Articolo pubblicato sulle pagine della rivista “Atlante” della Treccani a firmadi Mattia Diletti

La Convention democratica si è svolta la settimana scorsa, quella repubblicana si è appena conclusa con lo speech di accettazione del presidente Trump (si è tenuto nel giardino della Casa Bianca, fatto piuttosto irrituale: non si usa la residenza presidenziale come luogo per i comizi di partito, di solito). La fine delle Convention segna il vero inizio della campagna elettorale presidenziale. Quali considerazioni si possono svolgere, ora che stiamo entrando davvero nel vivo? Un’anticipazione: c’è da preoccuparsi per il tasso di conflittualità raggiunto dalla democrazia americana.

Il presidente, questa notte, ha detto tutto quello che ci si aspettava che dicesse: ha continuato a insistere sullo slogan del “Law and Order” ‒ i conflitti in strada che vedete sono quello che vi aspetterebbe se Biden vincesse ‒ e a dipingersi come l’unico baluardo che separa l’America dal caos e dal socialismo. Fa impressione osservare, va sottolineato, come questo messaggio così aggressivo e questa delegittimazione dell’avversario avvengano negli stessi giorni in cui per strada si osserva il dispiegarsi di una guerra civile in miniatura, quella a cui abbiamo assistito nelle strade di Kenosha, dove ‒ a seguito del ferimento di Jacob Blake, colpito dalla polizia alla schiena con sette colpi di pistola che lo hanno paralizzato ‒ milizie bianche armate hanno affrontato i manifestanti che hanno sfidato il coprifuoco imposto in città. Un diciasettenne, Kyle Rittenhouse, è accusato dell’omicidio di due manifestanti: un giovane sostenitore di Trump che ha deciso di affiancare la polizia nel mantenimento dell’ordine nella notte degli scontri. La conflittualità verbale della politica è a livelli altissimi, ma lo è anche quella nelle strade. Con forme ben più preoccupanti.

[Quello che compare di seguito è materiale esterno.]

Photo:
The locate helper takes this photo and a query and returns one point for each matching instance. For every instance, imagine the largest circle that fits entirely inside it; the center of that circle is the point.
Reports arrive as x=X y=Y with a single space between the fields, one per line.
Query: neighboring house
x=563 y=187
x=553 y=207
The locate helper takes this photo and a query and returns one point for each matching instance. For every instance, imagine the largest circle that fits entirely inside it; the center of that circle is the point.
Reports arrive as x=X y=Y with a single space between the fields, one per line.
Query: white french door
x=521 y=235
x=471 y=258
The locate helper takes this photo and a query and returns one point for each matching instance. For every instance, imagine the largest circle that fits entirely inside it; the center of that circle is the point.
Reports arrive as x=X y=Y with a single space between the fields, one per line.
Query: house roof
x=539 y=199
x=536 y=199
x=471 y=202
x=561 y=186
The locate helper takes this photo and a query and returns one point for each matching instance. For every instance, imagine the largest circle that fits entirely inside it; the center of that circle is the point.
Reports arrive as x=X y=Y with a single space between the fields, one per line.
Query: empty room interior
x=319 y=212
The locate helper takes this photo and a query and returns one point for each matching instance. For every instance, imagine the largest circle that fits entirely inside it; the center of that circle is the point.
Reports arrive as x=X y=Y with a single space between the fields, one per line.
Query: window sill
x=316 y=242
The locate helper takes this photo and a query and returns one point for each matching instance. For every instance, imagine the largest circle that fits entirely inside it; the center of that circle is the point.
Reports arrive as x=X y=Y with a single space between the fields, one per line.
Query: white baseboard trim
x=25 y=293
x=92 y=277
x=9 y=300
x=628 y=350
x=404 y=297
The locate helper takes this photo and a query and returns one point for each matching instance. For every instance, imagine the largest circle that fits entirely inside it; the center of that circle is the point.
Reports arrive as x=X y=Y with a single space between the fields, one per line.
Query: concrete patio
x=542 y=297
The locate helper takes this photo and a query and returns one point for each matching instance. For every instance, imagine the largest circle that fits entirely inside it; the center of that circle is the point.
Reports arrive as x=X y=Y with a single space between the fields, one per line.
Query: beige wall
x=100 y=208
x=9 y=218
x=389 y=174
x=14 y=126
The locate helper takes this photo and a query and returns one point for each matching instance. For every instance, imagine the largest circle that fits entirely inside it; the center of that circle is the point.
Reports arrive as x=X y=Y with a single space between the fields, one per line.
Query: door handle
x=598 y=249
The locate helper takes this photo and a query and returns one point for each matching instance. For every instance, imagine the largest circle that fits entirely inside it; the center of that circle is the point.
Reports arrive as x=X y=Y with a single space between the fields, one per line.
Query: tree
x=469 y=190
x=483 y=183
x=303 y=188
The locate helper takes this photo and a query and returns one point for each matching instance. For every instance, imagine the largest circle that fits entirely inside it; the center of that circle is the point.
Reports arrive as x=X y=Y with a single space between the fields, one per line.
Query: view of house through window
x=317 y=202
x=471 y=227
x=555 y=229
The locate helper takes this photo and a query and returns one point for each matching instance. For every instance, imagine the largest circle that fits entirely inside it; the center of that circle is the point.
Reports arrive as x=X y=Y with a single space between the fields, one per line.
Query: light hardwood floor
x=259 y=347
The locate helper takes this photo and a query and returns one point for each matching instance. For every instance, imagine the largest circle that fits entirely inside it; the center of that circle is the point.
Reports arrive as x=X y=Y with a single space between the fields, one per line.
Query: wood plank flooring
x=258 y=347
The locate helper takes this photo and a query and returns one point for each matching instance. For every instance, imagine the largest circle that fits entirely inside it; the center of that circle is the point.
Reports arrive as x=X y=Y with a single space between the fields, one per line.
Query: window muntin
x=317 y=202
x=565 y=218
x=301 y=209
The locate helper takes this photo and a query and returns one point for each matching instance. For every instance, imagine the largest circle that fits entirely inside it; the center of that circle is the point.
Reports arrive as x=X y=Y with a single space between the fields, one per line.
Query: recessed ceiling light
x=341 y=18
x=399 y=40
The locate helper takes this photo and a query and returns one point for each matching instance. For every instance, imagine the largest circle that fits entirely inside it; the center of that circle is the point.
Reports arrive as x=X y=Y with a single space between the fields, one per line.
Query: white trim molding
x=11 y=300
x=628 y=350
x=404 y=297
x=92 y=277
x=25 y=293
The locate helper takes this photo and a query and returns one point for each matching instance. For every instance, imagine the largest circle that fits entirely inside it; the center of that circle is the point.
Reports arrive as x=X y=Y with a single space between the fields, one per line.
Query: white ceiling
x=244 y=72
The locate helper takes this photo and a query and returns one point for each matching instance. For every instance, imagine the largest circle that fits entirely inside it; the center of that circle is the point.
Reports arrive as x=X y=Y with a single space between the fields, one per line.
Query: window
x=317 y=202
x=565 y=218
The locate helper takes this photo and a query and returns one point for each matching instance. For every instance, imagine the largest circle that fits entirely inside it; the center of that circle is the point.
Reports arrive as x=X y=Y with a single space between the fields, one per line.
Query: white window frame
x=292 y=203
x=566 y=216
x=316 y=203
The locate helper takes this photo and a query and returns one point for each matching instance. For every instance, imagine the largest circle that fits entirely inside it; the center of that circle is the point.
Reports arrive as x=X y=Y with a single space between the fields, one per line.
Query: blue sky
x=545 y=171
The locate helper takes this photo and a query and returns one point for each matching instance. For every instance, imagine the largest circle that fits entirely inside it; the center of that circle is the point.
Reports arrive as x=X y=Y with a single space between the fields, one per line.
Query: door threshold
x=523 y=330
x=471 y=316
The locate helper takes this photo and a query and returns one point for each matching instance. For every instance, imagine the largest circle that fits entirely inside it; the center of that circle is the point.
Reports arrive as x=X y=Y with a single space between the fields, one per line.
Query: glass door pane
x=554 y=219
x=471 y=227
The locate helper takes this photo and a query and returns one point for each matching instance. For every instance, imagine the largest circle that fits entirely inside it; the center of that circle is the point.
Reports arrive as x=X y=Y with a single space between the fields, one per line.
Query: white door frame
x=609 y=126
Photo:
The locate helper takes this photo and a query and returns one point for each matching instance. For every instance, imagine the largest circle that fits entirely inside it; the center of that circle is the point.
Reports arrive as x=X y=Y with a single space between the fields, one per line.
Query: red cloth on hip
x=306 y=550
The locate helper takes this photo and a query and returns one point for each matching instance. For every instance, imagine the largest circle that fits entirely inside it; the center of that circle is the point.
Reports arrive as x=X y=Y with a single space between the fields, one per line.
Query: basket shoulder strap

La campagna elettorale sarà l’apoteosi del processo di polarizzazione del sistema politico americano. Cosa è la polarizzazione? Il contrario di quanto sostenuto per una vita da tanti esperti e studiosi dei sistemi politici maggioritari, come quello americano. Ovvero che quei sistemi fossero una garanzia per lo sviluppo di una “democrazia mite”, nella quale si vince al centro, con repubblicani e democratici a contendersi moderati e indecisi. Al contrario, oggi, la delegittimazione assoluta dell’avversario e la galvanizzazione del proprio campo ‒ in un sistema che non si dà come obiettivo una larga partecipazione elettorale: il 40% degli elettori americani (ben oltre i 100 milioni di individui) diserta il voto presidenziale, per disinteresse e sfiducia, ma anche per via di ostacoli materiali posti dal sistema stesso ‒ sono la chiave del successo. Corollario istituzionale della polarizzazione politica del sistema? In un sistema di poteri divisi, la paralisi e la conflittualità legislativa, il conflitto fra istituzioni quando presidenza e Congresso sono controllati da partiti diversi. Altri, e non sono pochi, pongono questo conflitto in chiave storica: l’ultimo in ordine di tempo, in questo articolo, è William Galston, un veterano democratico ora di base alla Brookings Institution. Una battaglia agganciata alle fratture createsi a partire dal Sessantotto americano, al quale Trump si ispira riproponendo il messaggio “Law and Order” di Richard Nixon.